Monday, 26 October 2009

A Ghostly Village

We were quite put out this morning when, walking in bright sunshine along the coast to the north of Sanna, we met another human being. We don't meet humans in such wild and beautiful places. They don't belong there: they were cleared out, years ago, and sent to Canada or the United States, leaving behind them the shells of their houses.

The man appeared over the crest of a hill with a Scottie dog at his heels. "It's a ghost," the smallest member of the party whispered, and well she might, for the man wore a MacKenzie kilt. It turned out that he was as put out as we were at the intrusion of others, and as apologetic. He has been coming up to Kilchoan for years, and that particular part of the coast is his favourite - partly, at least, because he normally never meets anyone along it. He was, as all our visitors are, very pleasant, and allowed the two girls to be photographed with him.

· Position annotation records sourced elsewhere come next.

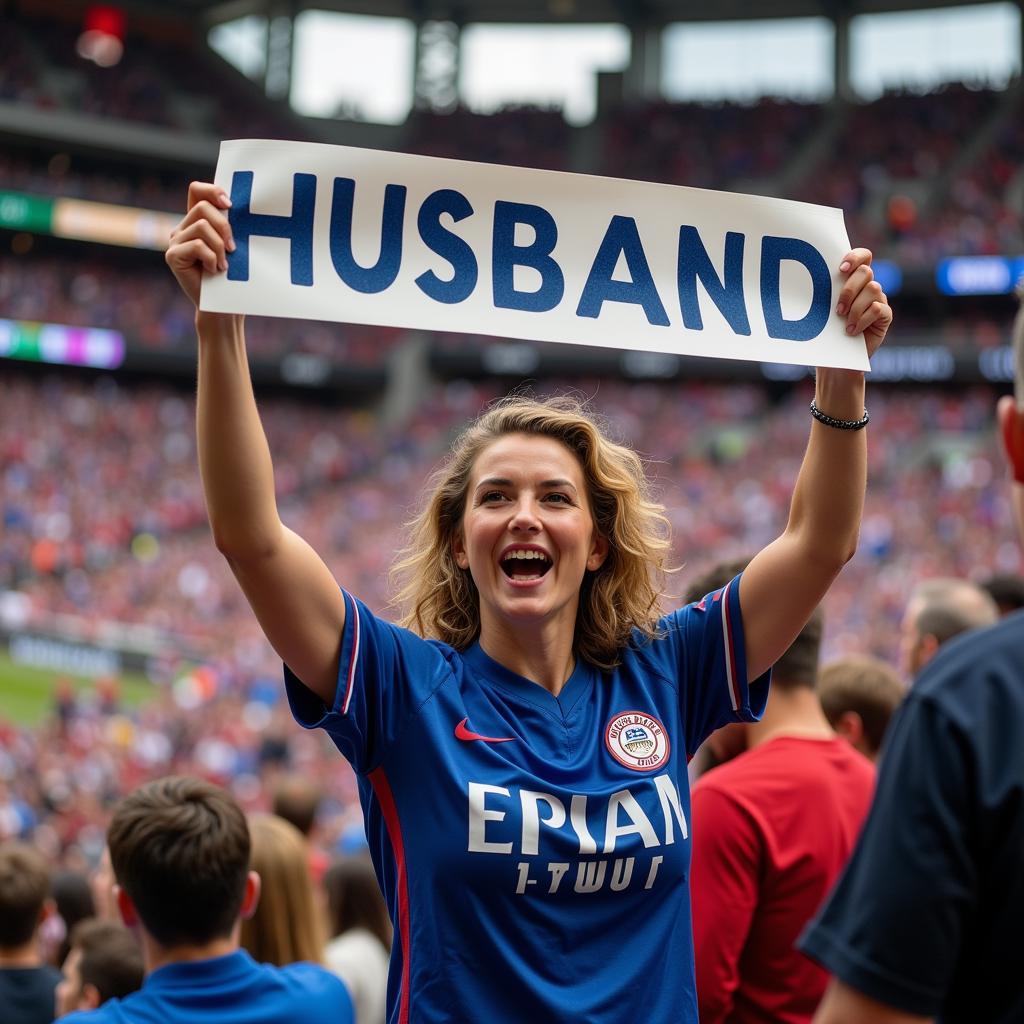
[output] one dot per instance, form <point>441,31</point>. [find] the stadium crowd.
<point>103,521</point>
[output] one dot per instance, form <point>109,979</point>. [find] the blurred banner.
<point>361,236</point>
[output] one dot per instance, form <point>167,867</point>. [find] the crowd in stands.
<point>517,136</point>
<point>145,86</point>
<point>103,521</point>
<point>140,300</point>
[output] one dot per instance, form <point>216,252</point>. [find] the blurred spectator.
<point>938,610</point>
<point>73,897</point>
<point>297,800</point>
<point>859,695</point>
<point>27,982</point>
<point>926,920</point>
<point>286,927</point>
<point>101,887</point>
<point>1007,590</point>
<point>359,948</point>
<point>104,962</point>
<point>772,828</point>
<point>180,851</point>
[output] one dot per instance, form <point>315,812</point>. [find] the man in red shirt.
<point>772,829</point>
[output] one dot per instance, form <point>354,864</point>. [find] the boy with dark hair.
<point>27,982</point>
<point>859,694</point>
<point>179,848</point>
<point>103,962</point>
<point>772,828</point>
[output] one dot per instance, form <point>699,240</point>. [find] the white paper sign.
<point>361,236</point>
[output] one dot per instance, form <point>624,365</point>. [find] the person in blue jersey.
<point>520,739</point>
<point>180,852</point>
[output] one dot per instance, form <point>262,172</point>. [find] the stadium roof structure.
<point>651,12</point>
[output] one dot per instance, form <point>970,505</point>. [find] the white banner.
<point>361,236</point>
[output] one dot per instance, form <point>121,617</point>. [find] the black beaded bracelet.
<point>830,421</point>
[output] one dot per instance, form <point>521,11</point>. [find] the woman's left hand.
<point>861,300</point>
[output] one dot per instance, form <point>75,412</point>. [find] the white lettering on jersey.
<point>557,873</point>
<point>639,823</point>
<point>622,873</point>
<point>524,879</point>
<point>578,815</point>
<point>531,819</point>
<point>669,796</point>
<point>479,816</point>
<point>590,876</point>
<point>652,873</point>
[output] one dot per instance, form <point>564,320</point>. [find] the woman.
<point>286,927</point>
<point>361,935</point>
<point>521,745</point>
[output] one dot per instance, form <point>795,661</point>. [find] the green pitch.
<point>27,693</point>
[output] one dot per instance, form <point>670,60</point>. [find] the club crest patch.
<point>637,740</point>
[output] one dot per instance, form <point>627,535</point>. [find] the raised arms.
<point>784,583</point>
<point>291,590</point>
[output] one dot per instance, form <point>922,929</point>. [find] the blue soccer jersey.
<point>534,850</point>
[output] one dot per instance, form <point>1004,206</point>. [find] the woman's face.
<point>527,535</point>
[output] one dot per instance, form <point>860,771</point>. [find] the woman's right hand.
<point>202,240</point>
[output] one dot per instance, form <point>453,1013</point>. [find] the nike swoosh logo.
<point>461,732</point>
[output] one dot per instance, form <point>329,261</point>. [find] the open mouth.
<point>525,565</point>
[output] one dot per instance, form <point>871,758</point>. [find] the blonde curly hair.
<point>440,600</point>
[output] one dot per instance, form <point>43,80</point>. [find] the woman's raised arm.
<point>785,582</point>
<point>291,590</point>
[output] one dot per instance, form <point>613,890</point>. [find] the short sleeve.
<point>385,674</point>
<point>712,666</point>
<point>893,927</point>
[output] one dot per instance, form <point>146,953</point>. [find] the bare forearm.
<point>233,456</point>
<point>1018,500</point>
<point>828,499</point>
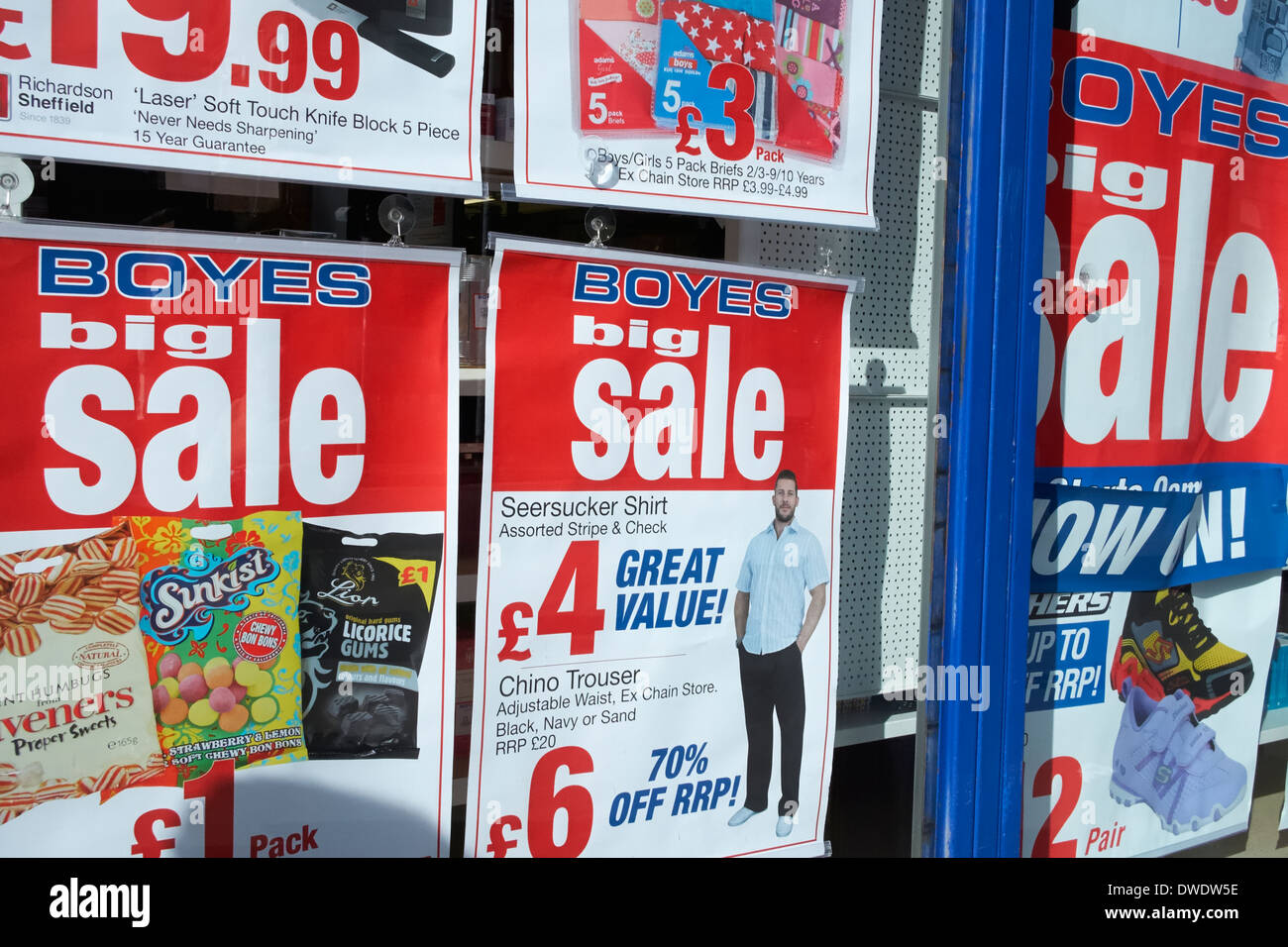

The purpose of our walk was to visit Plocaig, one of Ardnamurchan's abandoned villages. The buildings are made of stone with no mortar, which must have made them desperately drafty, have rounded corners, very few windows, and lintels over the doors made from a single, massive piece of rock. The houses stand in a ragged row, facing out onto a grassy area upon which one can imagine children playing while their mothers watch from the doorways. Today their homes are inhabited by sheep.